In 1985, a new configuration of carbon in molecular form was observed for the first time.
This form was composed of 60 atoms arranged similarly to a soccer ball.
In 1991, another form of carbon was observed, carbon nanotubes, described as thin sheets that can be rolled and exhibit semiconductor properties.
This structural basis corresponds to graphene, defined as a sheet of carbon that is only one atom thick.
The atoms are organized in a hexagonal lattice, similar to the structure of a honeycomb.
Structure of carbon and different forms of the material
Known as a wonder material, graphene is a nanomaterial that can be obtained from different compounds or chemical elements.
In this case, it is pure carbon with distinct physical properties, although it maintains the same chemical nature.
The material is seen as a pioneer of other forms of carbon. When layers of atoms are rolled into each other to form a sphere, fullerenes emerge; when they take on a cylindrical shape, they produce nanotubes.
On the other hand, the overlap of more than 10 three-dimensional layers results in graphite.
This set of possibilities shows how graphene occupies a central position in understanding the different structures of carbon and in its practical application.
Extreme lightness, strength, and flexibility
Graphene is described as ultra-light. A single gram of the material, if spread out, would be enough to cover a soccer field. Moreover, it is 100,000 times thinner than a human hair.
Among its characteristics is the fact that it is as thick as an atom, as hard as diamond, and extremely flexible.
A sheet of graphene can be deformed without breaking, maintaining its structural integrity.
The material also supports strong electric currents without heating up. Therefore, it is noted as a thermal conductor superior to pure elements like silver. It is also malleable, elastic, and flexible.
A sheet of graphene can be reversibly stretched by 10% of its normal size.
In another described application, the material can bend up to 20% of its original size without suffering damage, reinforcing its versatility in technology.
Multiple properties and potential applications
Graphene can be up to 200 times stronger than steel and 5 times lighter than aluminum. Depending on the material used, it can act as an excellent conductor of electricity or as an insulator.
It can also be melted to create different graphene materials intended for specific applications.
The advancement of technological knowledge and the use of new techniques pave the way for innovative materials and alternatives in device manufacturing.
The text also points to possibilities in the development of pharmaceutical and chemical products. The material is highly resistant to corrosion and ultraviolet rays, as well as being highly impermeable, even to helium and hydrogen.
Another characteristic is its antimicrobial action, allowing use in health treatments, such as dentistry.
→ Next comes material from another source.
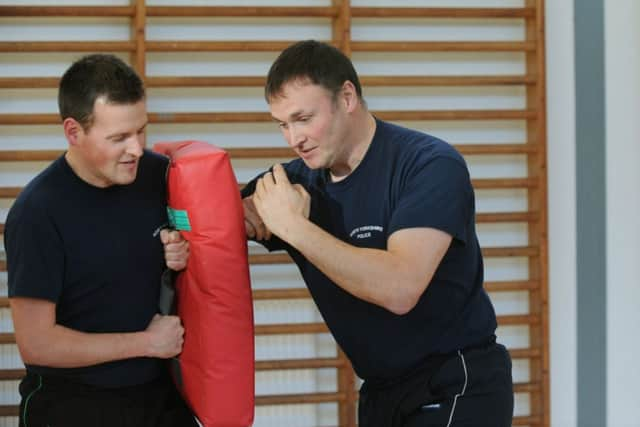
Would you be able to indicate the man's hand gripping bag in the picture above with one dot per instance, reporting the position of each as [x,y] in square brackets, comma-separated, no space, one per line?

Surfaces where graphene is applied are less likely to break, becoming more durable.
Transparency, conduction, and frequency multiplication
Pure graphene is practically transparent, similar to glass. As the number of overlapping sheets increases, so does light absorption. At the same time, the material maintains strong thermal and electrical conductivity.
Among the potential applications is the possibility of frequency multiplication. When dosed with an electrical signal of a certain frequency, the material can generate another wave with double or triple intensity.
This characteristic would allow working with clock cycles much higher than current ones. Experts also point it out as one of the potential successors to silicon in future technological applications.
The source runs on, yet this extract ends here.